Some foundries are using the widespread expansion of this new generation of networks to grow their business. The main 5G component that metal foundries cast are the housing units for the base-stations. These units, often made from aluminum, fulfill a key part in 5G-networks as they house and protect the antennas and networking equipment necessary for connecting users to the wider internet. You might have seen these base-stations on the tops of roofs, or at the side of highways. From there they connect smartphones and other devices with the internet.

The amount of 5G base-stations is rapidly expanding across the world. China, a frontrunner in 5G, ended the first quarter of 2021 with 819,000 5G base-stations. The total market for 5G base-stations will see a compound annual growth rate of 37,6 % from 2020 to 2027 according to Market Research Future. All these base-stations in turn need to be provided with housing.

5G Housings Require Bigger Die Casting Machines

Such housing was already necessary for previous generations of mobile networks, such as 4G. Yet 5G comes with new requirements for metal foundries and the parts they cast. 5G base-stations are bigger, more complex and can consume more energy than their 4G counterparts. 5G base-station housing will also need to be able to resist higher temperatures than previous generations of housing.

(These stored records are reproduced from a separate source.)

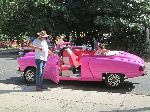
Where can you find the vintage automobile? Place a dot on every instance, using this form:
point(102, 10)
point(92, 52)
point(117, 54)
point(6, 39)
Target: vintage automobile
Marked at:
point(76, 63)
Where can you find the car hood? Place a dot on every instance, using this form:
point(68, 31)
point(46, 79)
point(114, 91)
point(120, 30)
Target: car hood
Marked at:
point(123, 54)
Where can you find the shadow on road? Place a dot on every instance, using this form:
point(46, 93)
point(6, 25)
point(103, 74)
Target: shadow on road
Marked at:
point(74, 85)
point(147, 109)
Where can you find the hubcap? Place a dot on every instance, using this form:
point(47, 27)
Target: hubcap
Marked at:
point(114, 80)
point(30, 76)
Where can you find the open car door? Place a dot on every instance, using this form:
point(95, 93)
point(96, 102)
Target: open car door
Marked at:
point(52, 69)
point(73, 57)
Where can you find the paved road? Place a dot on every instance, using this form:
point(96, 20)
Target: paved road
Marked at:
point(140, 85)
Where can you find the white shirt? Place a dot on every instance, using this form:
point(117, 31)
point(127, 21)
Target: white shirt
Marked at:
point(41, 54)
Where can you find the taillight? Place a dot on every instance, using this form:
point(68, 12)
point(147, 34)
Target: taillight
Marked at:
point(141, 68)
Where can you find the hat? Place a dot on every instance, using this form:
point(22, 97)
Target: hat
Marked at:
point(43, 33)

This presents new challenges for the materials and particularly the machinery used by metal foundries. To seize the opportunities of the 5G era and to manufacture 5G communication base station structural parts, the Chinese die casting manufacturer Zhuhai Runxingtai Electrical Equipment has purchased Yizumi 4000T automatic die casting cell from Guangdong Yizumi Precision Machinery back in 2019. It was the largest die casting cell at Runxingtai to date. While the COVID19 pandemic slowed down numerous industries, the expansion of 5G, on the other hand, was additionally accelerated. To meet the increased demand for network coverage for hospital wards and mobile hospitals, for example, communication station vendors in China ramped up production. Consequently, demand for the 5G base station housings and shielding covers also increased, prompting Jiansheng Technology to invest in 3000T and 3500T die casting production lines from Yizumi in early 2020.

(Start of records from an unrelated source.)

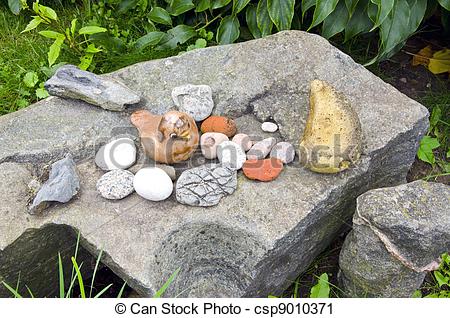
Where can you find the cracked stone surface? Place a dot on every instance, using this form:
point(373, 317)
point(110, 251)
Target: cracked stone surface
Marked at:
point(398, 235)
point(255, 241)
point(206, 185)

The resulting competition has since brought larger and larger machines to light. The South-Korean company Glovitech, which specializes in telecom equipment, for example introduced a 6000 ton cold chamber die casting machine in their Vietnamese plant in March of 2021. This made it the largest tonnage model made by LK Group, who built the machine. FAIST Precision Suzhou, another producer of 5G base-station housing, equally upgraded their die casting machines at the end of 2020 to deal with the growing 5G demand, adopting the FRECH GDK3200T, a German machine built by Oskar Frech.

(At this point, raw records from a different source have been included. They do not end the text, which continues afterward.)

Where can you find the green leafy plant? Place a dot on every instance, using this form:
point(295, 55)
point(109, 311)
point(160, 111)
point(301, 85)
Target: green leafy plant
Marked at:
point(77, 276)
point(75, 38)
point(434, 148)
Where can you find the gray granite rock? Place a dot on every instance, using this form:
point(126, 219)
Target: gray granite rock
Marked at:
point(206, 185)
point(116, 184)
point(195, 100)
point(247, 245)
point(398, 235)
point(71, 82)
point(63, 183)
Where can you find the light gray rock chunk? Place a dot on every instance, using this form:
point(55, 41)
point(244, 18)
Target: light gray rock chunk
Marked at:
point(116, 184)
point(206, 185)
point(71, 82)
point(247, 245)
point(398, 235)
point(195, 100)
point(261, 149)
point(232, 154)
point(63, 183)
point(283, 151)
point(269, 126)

Semi-solid Casting as Preferred Method

5G is also driving new casting techniques. Semi-solid casting for example is becoming more popular for 5G housing. This technique places part of the melt in a solid state, while the other part remains liquid. By shearing the melt faster, less force is then needed. Rio Tinto and Comptech partnered in May of 2021 to deliver a new generation of aluminum alloys specifically designed for Rheocasting, a sub-method of semi-solid casting. In this way they are responding to market demand from industries like telecom but also automotive, which requires bigger machines and different die casting methods for the production of electric vehicles.

5G offers metal foundries a chance to secure a slice of the billion-dollar telecom market. This will in turn, though, require them to invest in bigger machinery and new die casting methods. This added investment might, however, pay off handsomely as the telecom market is growing fast because of expanding 5G networks, and the newer and bigger die casting methods are also useful for markets such as automotive.